Suriye’de iç savaşın alevleneceğine kesin gözüyle bakan kimi stratejistler Türkiye’nin Suriye’de yeni bir ‘askeri maceraya’ soyunacağını ileri sürüyor.. Bunu fark eden ve sürecin kendisini tasfiye edebileceğini tahmin eden Esad’ın da yeni dönemde Rusya’dan daha çok İran’dan destek aramak zorunda kalacağı ifade ediliyor ki Esad’ın sürpriz Tahran ziyareti de bununla ilişkilendiriliyor.
İsrail merkezli kimi basın yayın organları İran güçlerinin Suriye’de daha önce Rus birliklerinin konuşlu olduğu bölgelere yerleştiğini bildiriyor. Bunun İsrail için tehdit teşkil edeceği ve İsrail’in buna karş harekete geçeceği yorumları yapılıyor.
Yeni dönemde Şam ile Tahran da aralarındaki bağları daha da güçlendirme ihtiyacı hissediyor ve İran’ın Suriye’de eskisinden daha aktif rol alacağı gözleniyor. Buna İsrail’in ve Amerika’nın nasıl bir tepki vereceği bilinmiyor. Ancak İran’ın Suriye’de Rusya’nın yerini almak istemesi ve bunun için harekete geçmesi ister istemez İran’a yönelik müdahaleyi de erkene çekecektir.
Ukrayna savaşıyla birlikte Avrupa’da ve dünyanın birçok yerinde olduğu gibi Suriye’de ve Ortadoğu’da da ittifaklar ve güç dengeleri yeniden gözden geçirilecek ve yeni dengeler inşa edilecektir. Görülebildiği kadarıyla Ukrayna savaşı Suriye’nin de kaderini değiştirecektir.
Suriye’de savaşın yeniden başlamasıyla birlikte sadece bu ülkede değil, Ortadoğu’da çok şey değişecektir.

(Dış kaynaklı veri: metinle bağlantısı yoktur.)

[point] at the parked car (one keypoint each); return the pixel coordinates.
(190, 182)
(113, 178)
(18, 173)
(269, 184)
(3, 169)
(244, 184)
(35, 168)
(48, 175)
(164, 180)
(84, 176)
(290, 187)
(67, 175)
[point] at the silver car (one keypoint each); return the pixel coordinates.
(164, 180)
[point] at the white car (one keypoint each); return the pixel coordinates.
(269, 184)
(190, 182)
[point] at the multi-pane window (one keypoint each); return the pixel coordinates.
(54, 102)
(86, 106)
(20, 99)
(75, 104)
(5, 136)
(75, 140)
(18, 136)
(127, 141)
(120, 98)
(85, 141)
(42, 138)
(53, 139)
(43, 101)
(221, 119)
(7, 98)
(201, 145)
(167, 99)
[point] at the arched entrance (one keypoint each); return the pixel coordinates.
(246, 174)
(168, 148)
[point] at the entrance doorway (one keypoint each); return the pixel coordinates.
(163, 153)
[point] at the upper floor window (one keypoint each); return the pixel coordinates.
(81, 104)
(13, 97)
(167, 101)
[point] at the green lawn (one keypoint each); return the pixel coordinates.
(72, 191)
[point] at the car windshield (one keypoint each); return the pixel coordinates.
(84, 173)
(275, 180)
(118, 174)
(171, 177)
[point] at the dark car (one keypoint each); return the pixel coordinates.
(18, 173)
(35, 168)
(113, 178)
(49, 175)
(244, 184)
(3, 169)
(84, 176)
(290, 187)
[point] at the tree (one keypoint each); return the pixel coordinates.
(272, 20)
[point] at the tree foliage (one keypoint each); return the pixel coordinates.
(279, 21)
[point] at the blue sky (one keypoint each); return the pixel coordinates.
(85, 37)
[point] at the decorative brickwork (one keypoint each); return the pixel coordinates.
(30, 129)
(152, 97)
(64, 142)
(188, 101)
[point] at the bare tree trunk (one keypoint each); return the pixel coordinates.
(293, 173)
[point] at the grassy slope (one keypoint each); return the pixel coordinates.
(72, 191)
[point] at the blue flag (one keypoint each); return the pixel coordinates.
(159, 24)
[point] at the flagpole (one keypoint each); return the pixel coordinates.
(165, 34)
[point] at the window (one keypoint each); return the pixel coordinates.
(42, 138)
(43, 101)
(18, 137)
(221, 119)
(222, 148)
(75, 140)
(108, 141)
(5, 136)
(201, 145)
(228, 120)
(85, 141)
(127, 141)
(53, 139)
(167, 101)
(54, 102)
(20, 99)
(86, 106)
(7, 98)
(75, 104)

Dolayısıyla #Kürtler#in her zamankinden daha çok dikkatli ve hazırlıklı olmaları gerekmektedir…Süreç Kürtler açısından yeni fırsatlar kadar ciddi tehditler de üretmektedir. Kürtler arasında uzlaşma, dayanışma ve birlik bu anlamda hayati önemdedir…[1]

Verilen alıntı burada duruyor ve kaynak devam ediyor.